Erciş’te katledilen hem de valililik tarafından belediye meclis üyesi olarak görevlendirilen muhtara Cenabı Allah’tan rahmet, ailesine ve tüm muhtarlara başsağlığı dilediğini ifade eden Bakan Soylu, “Hassas bir dönemden geçtiğimiz hepimizin malumu. Bu hassas dönem içerisinde muhakkak ki huzurun, asayişin ve güvenin sağlanması da gerek illerimizi yöneten valilerimizin, gerek güvenlik kuvvetimizin, hükümetimizin ve devletimizin en önemli görevidir. Bir taraftan Musul’da dünyaca izlenen meseleyi bizler de ülkemizden izliyor, takip ediyoruz. Diğer taraftan Suriye ve Irak, diğer taraftan terör örgütleriyle mücadele DEAŞ ile PKK ile FETÖ ile tüm diğer terör örgütleriyle büyük bir mücadele ortaya koymaya çalışıyoruz. Güvenlik kuvvetlerimiz tüm bu çerçevenin içerisinde milletimizin hayatın olağan akışı içerisinde kendi günlük hayatını devam ettirmesi için elinden gelen bütün gayreti ortaya koymaktadır” diye konuştu.
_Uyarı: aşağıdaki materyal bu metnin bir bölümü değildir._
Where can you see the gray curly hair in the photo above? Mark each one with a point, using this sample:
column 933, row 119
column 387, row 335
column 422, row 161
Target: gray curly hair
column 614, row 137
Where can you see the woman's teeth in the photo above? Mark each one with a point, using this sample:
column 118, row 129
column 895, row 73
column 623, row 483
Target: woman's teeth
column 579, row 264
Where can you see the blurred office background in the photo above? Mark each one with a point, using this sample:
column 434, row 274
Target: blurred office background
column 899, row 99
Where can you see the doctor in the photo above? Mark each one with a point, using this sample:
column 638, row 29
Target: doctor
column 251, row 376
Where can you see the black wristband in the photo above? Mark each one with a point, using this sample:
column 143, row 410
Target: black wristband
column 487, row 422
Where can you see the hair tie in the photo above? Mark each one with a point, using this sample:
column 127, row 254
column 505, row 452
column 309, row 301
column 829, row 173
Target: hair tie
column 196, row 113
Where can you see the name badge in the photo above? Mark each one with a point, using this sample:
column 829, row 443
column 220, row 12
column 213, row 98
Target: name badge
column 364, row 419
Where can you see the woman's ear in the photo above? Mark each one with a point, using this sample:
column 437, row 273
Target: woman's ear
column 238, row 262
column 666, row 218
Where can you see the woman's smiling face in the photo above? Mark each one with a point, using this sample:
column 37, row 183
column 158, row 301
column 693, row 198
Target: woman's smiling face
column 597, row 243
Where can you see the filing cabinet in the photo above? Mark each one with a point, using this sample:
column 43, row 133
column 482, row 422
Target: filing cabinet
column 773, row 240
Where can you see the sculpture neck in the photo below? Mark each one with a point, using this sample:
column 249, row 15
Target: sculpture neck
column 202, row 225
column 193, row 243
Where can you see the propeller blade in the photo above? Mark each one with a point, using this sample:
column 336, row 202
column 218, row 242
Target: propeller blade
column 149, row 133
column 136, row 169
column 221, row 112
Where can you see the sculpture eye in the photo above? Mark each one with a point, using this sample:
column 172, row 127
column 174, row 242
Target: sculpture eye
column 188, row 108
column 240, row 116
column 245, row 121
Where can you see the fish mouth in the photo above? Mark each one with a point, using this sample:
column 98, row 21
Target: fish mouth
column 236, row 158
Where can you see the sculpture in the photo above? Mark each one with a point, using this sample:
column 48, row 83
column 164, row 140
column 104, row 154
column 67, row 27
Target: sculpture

“GÜVENLİK KUVVETLERİMİZİN HALKIMIZIN GÜVENLİĞİNİ ESAS ALMALARI EN ÖNEMLİ GÖREVLERİDİR”
“Sivil toplum örgütlerimizin, siyasi partilerimizin, mesleki kuruluşlarımızın 2911 sayılı gösteri ve toplantıyla ilgili bunları düzenleyen yürüyüşün esaslarını düzenleyen kanunla ilgili bize biraz hassasiyet göstermeleri temel beklentilerimizdir”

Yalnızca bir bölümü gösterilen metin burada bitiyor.